Teacher interviews


I am very fortunate. I get to meet some of the most impressive teachers on the planet. For my own teaching and learning, I find nothing more inspiring than a good conversation with a teacher friend. Fortunately, the world is a small place, if you have an internet connection, a web cam and a cup of coffee.

 

In articles about fantastic teachers, I notice that their is often a focus on WHAT teachers do, but they rarely focus on HOW they do it. I have therefore started a series of interviews with teachers from all over the world to ask them HOW do you teach?

 

The teachers I talk to connect learning to meaningful actions, they are change makers. I want to know, how they encourage their students to be on board, what a typical first lesson looks like, how their teaching changed over the years and why.

 

Other teachers are sometimes skeptics: How could you change the world AND make sure there is "enough" learning involved? These teachers are the living proof: Meaningful learning isn't a contradiction to fantastic results. Their actions for Global Citizenship are awesome testimonials for Global Goal Education.

 

Do you want to be one of my next interview partners?

Destroying Poverty in Sierra Leone


Miriam Mason-Sesay is a Top 50 Finalist of the Global Teacher Prize and a Member of the Most Excellent Order of the British Empire. She was a teacher in the UK for eight years before she visited Sierra Leone. First, she funded education for children, but then realized: They need good education and we'll have to start schools that can provide the best possible education.


She started with 20 children and now is the head of nine primary and secondary EducAid schools with 3,200 students and 190 teachers who are mostly her former students. She leaves no doubt that "Education will destroy poverty!" Her results show that a strive for excellence and "We instead of me" can change communities for the better.

Problem-Solvers in Morocco


Souad Belcaid is a teacher of all subjects at the American School in Tangier, Morocco. She is a finalist of the inaugural Global Teacher Prize and has worked as a teacher in Massachusetts, Kansas City, Egypt and Morocco. In 2007, she received a Teacher of the Year Award after having taught in the Milton Public Schools’ French immersion programme for 12 years.


In Mareike Hachemer's interview with her, Souad talks about projects - like a project to help work against overfishing in Morocco - that helped students think as problem-solvers and change makers, and made them overcome prejudice towards people with special needs. Souad involves parents in her lessons in beautiful ways. In the video, her students show us some of their learning results, like an oven that was built in the classroom.

Young Scientists in the USA


From teacher to teacher: How do you teach?
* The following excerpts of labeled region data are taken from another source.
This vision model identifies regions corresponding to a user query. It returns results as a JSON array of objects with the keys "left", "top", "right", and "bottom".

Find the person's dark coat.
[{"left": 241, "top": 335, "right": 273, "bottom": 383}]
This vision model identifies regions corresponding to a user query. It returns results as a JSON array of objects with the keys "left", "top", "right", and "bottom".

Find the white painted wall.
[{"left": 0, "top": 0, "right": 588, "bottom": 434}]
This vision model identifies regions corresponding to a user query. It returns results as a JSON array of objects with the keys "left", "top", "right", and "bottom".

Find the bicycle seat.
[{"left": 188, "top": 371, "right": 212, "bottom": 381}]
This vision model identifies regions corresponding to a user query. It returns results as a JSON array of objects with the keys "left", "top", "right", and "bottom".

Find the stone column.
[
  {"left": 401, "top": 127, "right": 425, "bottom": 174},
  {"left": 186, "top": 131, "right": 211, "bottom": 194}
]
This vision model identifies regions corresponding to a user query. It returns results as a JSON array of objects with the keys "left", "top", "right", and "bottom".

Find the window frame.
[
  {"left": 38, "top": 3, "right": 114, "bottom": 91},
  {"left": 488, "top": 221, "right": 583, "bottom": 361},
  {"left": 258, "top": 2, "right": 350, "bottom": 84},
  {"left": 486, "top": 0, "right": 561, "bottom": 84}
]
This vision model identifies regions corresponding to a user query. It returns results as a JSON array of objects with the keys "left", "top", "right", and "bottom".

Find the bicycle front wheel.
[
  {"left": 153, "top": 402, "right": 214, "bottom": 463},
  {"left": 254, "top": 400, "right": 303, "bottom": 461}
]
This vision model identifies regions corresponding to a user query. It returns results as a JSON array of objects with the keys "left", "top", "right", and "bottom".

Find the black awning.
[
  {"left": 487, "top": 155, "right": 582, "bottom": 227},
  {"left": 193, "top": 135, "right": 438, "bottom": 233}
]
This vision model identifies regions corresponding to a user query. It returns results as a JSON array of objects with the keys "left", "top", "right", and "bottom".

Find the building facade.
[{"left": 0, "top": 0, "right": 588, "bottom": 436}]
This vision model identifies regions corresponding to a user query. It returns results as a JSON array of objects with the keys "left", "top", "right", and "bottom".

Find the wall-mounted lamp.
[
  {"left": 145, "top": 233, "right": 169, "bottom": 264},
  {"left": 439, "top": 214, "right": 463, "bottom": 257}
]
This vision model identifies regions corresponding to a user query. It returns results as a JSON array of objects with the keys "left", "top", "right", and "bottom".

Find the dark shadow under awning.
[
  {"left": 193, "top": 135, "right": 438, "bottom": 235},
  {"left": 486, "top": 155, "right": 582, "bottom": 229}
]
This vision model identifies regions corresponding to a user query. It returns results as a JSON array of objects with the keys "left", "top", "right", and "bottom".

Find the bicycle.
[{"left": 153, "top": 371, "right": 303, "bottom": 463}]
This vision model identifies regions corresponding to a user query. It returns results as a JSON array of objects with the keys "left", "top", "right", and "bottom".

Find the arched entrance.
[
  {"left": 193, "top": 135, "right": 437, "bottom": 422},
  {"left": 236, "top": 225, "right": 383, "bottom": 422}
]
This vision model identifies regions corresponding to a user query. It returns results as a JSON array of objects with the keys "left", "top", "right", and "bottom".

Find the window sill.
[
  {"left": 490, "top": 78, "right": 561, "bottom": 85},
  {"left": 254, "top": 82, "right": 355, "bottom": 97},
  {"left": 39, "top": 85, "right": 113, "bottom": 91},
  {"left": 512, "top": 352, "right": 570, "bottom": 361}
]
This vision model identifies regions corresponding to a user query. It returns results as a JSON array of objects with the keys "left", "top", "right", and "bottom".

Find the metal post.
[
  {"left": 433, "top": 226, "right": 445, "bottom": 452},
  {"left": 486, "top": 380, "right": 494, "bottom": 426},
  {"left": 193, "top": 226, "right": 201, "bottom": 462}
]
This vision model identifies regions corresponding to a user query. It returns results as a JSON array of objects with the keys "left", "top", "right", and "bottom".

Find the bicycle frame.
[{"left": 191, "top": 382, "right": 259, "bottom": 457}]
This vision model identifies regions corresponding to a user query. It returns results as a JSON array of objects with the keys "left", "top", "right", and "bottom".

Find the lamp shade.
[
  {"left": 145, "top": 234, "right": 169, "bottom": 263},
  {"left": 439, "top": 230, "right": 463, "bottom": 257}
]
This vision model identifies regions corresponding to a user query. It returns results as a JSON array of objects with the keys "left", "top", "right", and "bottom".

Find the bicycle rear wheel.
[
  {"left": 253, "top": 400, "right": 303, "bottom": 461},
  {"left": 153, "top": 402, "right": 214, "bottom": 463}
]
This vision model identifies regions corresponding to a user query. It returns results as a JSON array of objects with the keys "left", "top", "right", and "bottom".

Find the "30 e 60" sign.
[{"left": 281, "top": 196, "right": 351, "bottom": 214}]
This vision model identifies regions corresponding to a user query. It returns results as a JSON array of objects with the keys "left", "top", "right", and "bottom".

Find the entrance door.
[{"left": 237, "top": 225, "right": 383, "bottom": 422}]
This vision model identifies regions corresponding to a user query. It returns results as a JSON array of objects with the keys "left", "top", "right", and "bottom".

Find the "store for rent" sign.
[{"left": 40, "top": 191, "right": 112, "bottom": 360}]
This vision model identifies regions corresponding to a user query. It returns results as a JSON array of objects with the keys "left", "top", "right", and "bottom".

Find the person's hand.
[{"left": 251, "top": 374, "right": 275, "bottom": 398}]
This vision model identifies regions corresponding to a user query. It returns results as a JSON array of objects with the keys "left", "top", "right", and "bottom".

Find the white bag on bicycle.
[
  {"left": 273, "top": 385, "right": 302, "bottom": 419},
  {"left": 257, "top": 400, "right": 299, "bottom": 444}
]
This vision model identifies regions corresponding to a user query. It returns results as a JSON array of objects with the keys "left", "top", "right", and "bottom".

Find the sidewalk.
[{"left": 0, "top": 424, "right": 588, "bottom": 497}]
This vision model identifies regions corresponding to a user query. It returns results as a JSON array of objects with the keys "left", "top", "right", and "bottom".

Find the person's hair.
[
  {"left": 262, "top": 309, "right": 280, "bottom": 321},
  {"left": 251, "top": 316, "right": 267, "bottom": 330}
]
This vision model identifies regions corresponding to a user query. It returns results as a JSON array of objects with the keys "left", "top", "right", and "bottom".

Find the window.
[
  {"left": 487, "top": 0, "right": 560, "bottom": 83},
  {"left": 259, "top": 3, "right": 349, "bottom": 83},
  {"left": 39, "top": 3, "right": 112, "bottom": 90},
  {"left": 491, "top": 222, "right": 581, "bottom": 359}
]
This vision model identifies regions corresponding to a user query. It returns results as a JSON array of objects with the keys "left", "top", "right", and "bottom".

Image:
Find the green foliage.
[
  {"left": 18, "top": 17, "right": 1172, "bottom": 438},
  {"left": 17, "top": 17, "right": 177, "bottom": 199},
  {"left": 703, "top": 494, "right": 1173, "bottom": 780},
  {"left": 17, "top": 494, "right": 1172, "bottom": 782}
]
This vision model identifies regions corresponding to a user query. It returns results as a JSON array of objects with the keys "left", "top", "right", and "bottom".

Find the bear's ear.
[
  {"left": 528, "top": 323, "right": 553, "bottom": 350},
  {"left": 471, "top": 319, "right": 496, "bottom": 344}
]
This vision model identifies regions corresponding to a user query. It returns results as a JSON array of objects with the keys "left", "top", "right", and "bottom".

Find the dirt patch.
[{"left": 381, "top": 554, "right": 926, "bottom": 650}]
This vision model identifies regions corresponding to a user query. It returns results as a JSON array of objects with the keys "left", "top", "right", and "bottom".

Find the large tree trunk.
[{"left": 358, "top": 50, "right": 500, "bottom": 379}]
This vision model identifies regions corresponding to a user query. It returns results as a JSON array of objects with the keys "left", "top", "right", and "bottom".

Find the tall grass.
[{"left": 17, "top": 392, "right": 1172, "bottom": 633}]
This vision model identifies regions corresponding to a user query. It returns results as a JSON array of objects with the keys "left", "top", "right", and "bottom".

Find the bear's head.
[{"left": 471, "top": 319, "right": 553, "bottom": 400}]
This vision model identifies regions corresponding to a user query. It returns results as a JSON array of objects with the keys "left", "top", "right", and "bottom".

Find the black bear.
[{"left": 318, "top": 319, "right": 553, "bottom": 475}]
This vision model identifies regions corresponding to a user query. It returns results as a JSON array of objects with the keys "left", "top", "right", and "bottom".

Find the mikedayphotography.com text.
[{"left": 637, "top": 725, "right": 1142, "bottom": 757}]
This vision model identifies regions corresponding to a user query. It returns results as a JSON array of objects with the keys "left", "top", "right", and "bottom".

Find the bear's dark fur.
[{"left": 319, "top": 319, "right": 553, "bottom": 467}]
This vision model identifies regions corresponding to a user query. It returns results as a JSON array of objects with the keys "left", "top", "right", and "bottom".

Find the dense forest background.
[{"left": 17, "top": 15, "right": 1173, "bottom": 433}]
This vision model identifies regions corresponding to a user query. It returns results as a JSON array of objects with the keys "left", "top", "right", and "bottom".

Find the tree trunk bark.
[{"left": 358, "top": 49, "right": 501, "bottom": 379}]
Mareike Hachemer asks Global Teacher Prize Finalist and Pennsylvania Teacher of the Year 2017 Mike Soskil about his teaching methods: How to do distance-learning with 70 different countries and the International Space Station? How to introduce 10-year-olds to scientific methods? How to share insights about teaching and learning with other professionals? Watch this - because "every problem that the world faces has a solution locked inside the passions of our students".

Unfortunately, there is a little delay in Mareike's audio, so sometimes it sounds like she is interrupting Mike. It should be easy enough to understand everything though.